Of course, Jesus is giving the disciples a special power to form His church but we must not confuse the issue.  There is a regrettable philosophy of clericalism alive today that sees Christian life as divided between the so-called professionals (pastors, priests, elders, etc.) and the lay people.  In this view, the lay person has a job/career which is secular while the pastor/priest does God’s work.  This accounts for why it’s so common to find people who have been in church for decades and still can’t articulate the most basic Christian principles to someone who asks.  But the New Testament calls us saints…all of us.  The problem of the church is that too many of us don’t want to be bothered with the responsibility of the Great Commission, which is to go make disciples.  This requires, first and foremost, that we’re disciples to start with.  As the Apostle Paul pointed out, a soldier doesn’t get involved in civilian affairs.  What good is a Christian soldier who neglects the Word and never reports for duty?  

Now, true, you weren’t in the room with Jesus that day but He still tells you to go too.  How do you know where to go?  Well, as always, we consult Scripture for our answer.  We find it in Romans 12.  In light of these things – that is, our salvation through faith in Christ – we present our whole life as a living sacrifice to God.  We know that everything we have is from the Lord.  We’re called, therefore, to renew our minds, to test everything according to Biblical principles.  This means that we aren’t to think according to the flesh, with the myth of neutrality, the lie that we’re the final reference point.  We live and move through life with this question always on our lips: and what does the Scripture say?  
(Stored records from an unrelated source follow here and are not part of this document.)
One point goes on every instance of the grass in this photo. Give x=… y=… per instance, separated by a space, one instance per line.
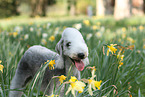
x=98 y=33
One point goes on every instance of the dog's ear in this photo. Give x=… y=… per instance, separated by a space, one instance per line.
x=86 y=61
x=59 y=47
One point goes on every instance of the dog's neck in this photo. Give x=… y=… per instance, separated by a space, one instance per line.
x=70 y=68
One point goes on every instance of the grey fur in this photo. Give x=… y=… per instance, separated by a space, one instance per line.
x=36 y=55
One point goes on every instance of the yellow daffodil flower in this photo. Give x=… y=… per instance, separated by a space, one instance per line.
x=120 y=57
x=130 y=40
x=15 y=34
x=43 y=41
x=86 y=22
x=144 y=46
x=93 y=84
x=75 y=86
x=73 y=79
x=61 y=78
x=51 y=64
x=53 y=95
x=52 y=38
x=94 y=27
x=141 y=27
x=111 y=49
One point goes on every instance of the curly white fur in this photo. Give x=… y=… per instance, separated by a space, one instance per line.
x=70 y=45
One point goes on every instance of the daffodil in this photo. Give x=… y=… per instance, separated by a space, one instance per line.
x=1 y=66
x=61 y=78
x=15 y=34
x=52 y=38
x=94 y=27
x=89 y=36
x=111 y=49
x=73 y=79
x=130 y=40
x=75 y=85
x=78 y=26
x=51 y=64
x=123 y=29
x=141 y=27
x=53 y=95
x=98 y=34
x=144 y=46
x=120 y=58
x=43 y=41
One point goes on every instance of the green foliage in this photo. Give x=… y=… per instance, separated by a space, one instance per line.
x=123 y=81
x=8 y=8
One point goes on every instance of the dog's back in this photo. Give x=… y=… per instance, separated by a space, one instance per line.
x=33 y=58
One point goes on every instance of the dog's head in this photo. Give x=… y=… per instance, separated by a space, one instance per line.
x=73 y=45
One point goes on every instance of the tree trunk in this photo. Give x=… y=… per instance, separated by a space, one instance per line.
x=38 y=7
x=122 y=9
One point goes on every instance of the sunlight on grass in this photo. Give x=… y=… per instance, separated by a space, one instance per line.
x=120 y=72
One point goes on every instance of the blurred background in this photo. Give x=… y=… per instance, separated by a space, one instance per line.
x=119 y=9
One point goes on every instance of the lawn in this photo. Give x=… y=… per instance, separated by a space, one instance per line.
x=122 y=72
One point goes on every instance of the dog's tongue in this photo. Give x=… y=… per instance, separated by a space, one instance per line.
x=79 y=65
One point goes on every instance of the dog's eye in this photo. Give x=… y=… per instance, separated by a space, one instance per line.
x=68 y=44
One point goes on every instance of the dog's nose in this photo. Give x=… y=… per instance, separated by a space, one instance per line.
x=81 y=55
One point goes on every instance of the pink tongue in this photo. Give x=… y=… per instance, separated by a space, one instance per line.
x=79 y=65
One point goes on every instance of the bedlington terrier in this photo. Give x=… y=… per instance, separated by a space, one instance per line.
x=71 y=51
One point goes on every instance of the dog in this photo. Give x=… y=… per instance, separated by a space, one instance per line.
x=72 y=51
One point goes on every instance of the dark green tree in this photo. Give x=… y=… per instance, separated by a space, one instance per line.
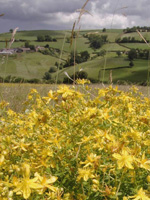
x=40 y=38
x=132 y=54
x=104 y=30
x=47 y=76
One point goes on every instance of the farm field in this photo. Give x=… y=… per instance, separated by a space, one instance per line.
x=34 y=65
x=74 y=144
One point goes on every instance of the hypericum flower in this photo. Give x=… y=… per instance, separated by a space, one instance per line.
x=65 y=91
x=85 y=174
x=141 y=195
x=144 y=163
x=25 y=185
x=47 y=183
x=82 y=81
x=124 y=159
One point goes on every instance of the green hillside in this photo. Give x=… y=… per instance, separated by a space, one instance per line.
x=35 y=64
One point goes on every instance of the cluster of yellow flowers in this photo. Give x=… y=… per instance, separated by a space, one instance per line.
x=76 y=146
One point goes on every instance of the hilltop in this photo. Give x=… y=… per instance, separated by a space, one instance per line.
x=111 y=56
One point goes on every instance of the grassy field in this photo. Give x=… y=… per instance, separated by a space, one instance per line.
x=34 y=65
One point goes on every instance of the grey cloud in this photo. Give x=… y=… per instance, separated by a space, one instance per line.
x=47 y=14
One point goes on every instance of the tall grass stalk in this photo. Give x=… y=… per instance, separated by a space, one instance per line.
x=111 y=26
x=148 y=73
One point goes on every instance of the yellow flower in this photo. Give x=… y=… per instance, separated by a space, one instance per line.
x=124 y=159
x=144 y=163
x=82 y=81
x=46 y=183
x=141 y=195
x=25 y=185
x=85 y=174
x=65 y=91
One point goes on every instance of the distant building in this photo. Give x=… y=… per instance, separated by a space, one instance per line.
x=7 y=51
x=24 y=49
x=39 y=48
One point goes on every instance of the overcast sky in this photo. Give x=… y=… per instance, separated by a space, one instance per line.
x=60 y=14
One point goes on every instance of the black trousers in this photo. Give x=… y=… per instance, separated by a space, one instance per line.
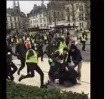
x=10 y=72
x=22 y=65
x=34 y=67
x=84 y=44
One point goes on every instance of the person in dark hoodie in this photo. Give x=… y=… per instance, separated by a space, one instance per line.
x=21 y=51
x=10 y=64
x=75 y=57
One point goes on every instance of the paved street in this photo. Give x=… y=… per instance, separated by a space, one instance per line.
x=35 y=81
x=84 y=87
x=85 y=54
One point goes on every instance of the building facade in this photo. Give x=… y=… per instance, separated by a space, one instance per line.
x=73 y=12
x=38 y=17
x=15 y=18
x=55 y=12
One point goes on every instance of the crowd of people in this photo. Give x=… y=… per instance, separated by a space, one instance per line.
x=63 y=56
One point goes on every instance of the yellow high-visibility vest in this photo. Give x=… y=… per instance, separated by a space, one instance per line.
x=32 y=59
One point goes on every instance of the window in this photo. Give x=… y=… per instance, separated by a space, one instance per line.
x=82 y=24
x=54 y=14
x=77 y=6
x=10 y=19
x=68 y=18
x=81 y=16
x=15 y=18
x=81 y=8
x=44 y=20
x=68 y=9
x=15 y=25
x=62 y=14
x=58 y=14
x=12 y=25
x=40 y=20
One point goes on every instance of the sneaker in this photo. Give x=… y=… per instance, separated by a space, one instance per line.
x=21 y=78
x=78 y=82
x=43 y=86
x=18 y=73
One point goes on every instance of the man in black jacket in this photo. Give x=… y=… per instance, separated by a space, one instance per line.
x=21 y=51
x=10 y=64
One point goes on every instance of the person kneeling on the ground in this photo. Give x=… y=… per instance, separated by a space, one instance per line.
x=54 y=63
x=75 y=57
x=67 y=75
x=32 y=65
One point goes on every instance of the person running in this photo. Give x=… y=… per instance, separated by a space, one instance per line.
x=75 y=57
x=32 y=65
x=10 y=64
x=21 y=50
x=83 y=39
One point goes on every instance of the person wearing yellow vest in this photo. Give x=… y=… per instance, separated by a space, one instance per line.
x=83 y=40
x=45 y=38
x=61 y=45
x=17 y=41
x=32 y=65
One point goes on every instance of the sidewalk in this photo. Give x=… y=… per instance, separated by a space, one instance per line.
x=84 y=87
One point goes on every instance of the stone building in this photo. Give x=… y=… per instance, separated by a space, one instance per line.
x=55 y=12
x=15 y=18
x=73 y=12
x=38 y=17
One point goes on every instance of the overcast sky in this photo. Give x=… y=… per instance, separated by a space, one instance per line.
x=26 y=6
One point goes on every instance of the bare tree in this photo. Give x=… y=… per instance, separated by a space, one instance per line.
x=72 y=12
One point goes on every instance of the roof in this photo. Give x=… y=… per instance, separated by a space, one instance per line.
x=37 y=10
x=37 y=29
x=12 y=12
x=62 y=26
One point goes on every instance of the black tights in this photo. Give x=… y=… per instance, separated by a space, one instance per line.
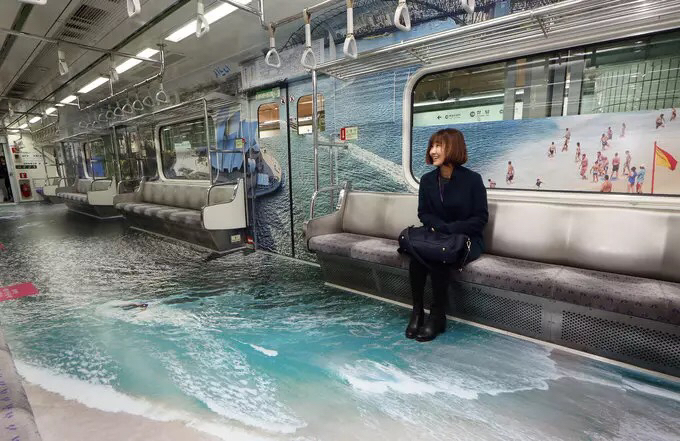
x=440 y=275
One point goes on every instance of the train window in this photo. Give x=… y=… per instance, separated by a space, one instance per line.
x=305 y=114
x=601 y=118
x=96 y=164
x=268 y=120
x=184 y=152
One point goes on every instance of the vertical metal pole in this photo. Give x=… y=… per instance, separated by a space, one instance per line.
x=262 y=18
x=42 y=151
x=253 y=188
x=207 y=138
x=315 y=133
x=116 y=148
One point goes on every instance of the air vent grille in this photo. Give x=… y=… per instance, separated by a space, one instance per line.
x=652 y=346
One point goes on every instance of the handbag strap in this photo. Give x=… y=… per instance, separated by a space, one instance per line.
x=412 y=250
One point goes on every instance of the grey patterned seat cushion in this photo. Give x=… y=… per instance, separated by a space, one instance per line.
x=183 y=216
x=78 y=197
x=634 y=296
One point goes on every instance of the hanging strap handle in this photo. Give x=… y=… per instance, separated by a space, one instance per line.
x=202 y=25
x=402 y=12
x=134 y=7
x=127 y=107
x=63 y=66
x=137 y=104
x=161 y=96
x=350 y=46
x=468 y=6
x=272 y=58
x=118 y=111
x=308 y=57
x=147 y=101
x=113 y=73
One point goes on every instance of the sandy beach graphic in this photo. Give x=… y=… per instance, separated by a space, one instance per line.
x=604 y=139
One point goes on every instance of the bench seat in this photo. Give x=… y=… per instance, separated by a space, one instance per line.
x=164 y=212
x=77 y=197
x=635 y=296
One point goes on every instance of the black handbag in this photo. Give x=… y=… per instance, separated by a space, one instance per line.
x=427 y=245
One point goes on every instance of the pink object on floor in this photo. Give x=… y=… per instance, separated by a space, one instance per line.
x=16 y=291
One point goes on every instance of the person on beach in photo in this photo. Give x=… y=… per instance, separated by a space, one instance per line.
x=509 y=176
x=631 y=181
x=129 y=306
x=640 y=179
x=626 y=165
x=660 y=122
x=605 y=141
x=606 y=185
x=615 y=166
x=595 y=171
x=584 y=166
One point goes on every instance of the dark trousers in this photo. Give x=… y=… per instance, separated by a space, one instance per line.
x=440 y=275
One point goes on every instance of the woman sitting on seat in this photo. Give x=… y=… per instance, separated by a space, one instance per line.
x=452 y=199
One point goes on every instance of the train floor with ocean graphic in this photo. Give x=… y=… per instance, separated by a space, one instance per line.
x=255 y=347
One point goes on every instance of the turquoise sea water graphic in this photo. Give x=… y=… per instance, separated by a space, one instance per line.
x=255 y=347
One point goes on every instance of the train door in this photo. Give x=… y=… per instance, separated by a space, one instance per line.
x=268 y=125
x=8 y=184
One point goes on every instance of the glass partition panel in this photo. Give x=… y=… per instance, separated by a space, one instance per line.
x=184 y=152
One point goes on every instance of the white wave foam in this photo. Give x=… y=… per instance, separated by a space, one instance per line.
x=375 y=378
x=265 y=351
x=651 y=390
x=107 y=399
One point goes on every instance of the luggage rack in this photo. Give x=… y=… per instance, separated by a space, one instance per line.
x=564 y=24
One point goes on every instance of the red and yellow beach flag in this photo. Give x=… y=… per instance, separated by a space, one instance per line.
x=663 y=158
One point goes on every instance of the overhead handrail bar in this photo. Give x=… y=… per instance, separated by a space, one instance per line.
x=86 y=47
x=134 y=86
x=134 y=7
x=312 y=9
x=272 y=58
x=402 y=13
x=350 y=46
x=202 y=25
x=309 y=52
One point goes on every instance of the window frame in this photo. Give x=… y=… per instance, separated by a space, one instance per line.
x=278 y=111
x=158 y=143
x=521 y=195
x=297 y=111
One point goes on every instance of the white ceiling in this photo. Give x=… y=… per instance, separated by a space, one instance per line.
x=234 y=38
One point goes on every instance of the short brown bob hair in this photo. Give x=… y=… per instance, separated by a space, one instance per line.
x=454 y=146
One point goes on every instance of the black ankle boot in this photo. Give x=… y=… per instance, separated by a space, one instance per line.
x=416 y=322
x=434 y=325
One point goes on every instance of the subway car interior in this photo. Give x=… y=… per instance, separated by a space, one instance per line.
x=206 y=211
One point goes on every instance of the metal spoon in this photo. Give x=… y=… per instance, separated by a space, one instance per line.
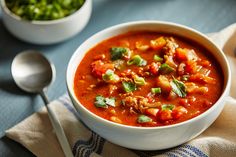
x=33 y=73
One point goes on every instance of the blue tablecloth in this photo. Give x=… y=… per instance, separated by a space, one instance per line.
x=15 y=105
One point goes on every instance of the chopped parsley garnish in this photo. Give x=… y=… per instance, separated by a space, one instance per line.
x=137 y=60
x=128 y=86
x=178 y=88
x=144 y=119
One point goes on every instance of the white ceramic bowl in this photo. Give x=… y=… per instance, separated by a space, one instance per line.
x=149 y=138
x=47 y=32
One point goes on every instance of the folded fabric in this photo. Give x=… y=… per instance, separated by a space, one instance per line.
x=36 y=132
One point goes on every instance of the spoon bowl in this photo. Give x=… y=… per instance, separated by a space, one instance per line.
x=32 y=72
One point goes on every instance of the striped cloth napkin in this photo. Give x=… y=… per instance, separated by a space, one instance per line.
x=36 y=133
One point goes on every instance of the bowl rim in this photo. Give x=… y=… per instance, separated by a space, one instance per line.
x=42 y=22
x=224 y=94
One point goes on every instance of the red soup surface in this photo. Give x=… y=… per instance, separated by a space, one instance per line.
x=148 y=79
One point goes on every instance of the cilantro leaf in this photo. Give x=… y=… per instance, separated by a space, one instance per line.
x=110 y=101
x=128 y=86
x=167 y=107
x=178 y=88
x=117 y=52
x=144 y=119
x=100 y=102
x=166 y=69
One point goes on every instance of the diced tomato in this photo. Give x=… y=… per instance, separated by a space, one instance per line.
x=202 y=78
x=152 y=111
x=164 y=84
x=181 y=68
x=99 y=68
x=183 y=102
x=154 y=67
x=181 y=54
x=191 y=67
x=99 y=57
x=164 y=115
x=177 y=112
x=158 y=43
x=205 y=63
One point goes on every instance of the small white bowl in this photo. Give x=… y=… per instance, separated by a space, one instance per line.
x=149 y=138
x=47 y=32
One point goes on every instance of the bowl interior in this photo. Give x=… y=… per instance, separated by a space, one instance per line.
x=162 y=27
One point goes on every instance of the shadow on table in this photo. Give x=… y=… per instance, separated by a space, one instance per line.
x=10 y=46
x=10 y=87
x=13 y=149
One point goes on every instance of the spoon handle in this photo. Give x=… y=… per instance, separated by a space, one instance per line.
x=57 y=128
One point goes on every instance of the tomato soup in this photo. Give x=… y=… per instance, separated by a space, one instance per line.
x=148 y=79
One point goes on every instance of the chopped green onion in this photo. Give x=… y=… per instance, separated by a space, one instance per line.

Next, we aren’t to think of ourselves either more highly than we ought to think nor lose esteem for ourselves since for us Christ died and rose again.  Soberly, in light of Biblical principles, we assess ourselves, our talents and opportunity.  If directly in the church, then do that to the Lord,  If at a shop, a store, a factory, or anywhere else, then do those things to the Lord as well since He is sovereign.  If you’re a student, study and learn for the Lord.  If you’re a mother, raise your children in the Lord.  Do all with excellence and commitment because we do nothing in vain and the smallest action, no matter what the world thinks of it, if aimed at serving the Lord, will gain His approval.  

In all of it, wherever you go, whatever your hand finds to do, you are an ambassador of Christ to a lost world.  That is your privilege, Christian!  Right now is the training for the life we will live with God in eternity.  Right now the harvest field stretches out before you, vast and wide and clear.  So, go.  Go into your field in the name of the Lord, doing your work with all your skill and might, knowing the Word, and praising God always and you will shine greatly in a world dimmed by sin’s folly.  You will be wise where others are lost and perturbed.  You will be like a rock, steady and unmoved in a rapid tide that’s sweeping others away.  And this not of your own power, but of the Lord, and others will reach out to you with queries and sighs.  Love them as Christ loved you; tell them of the Savior.

You are a Christian soldier.  Go.  You have the greatest commission ever given to any private, any corporal, or sergeant.  So, go.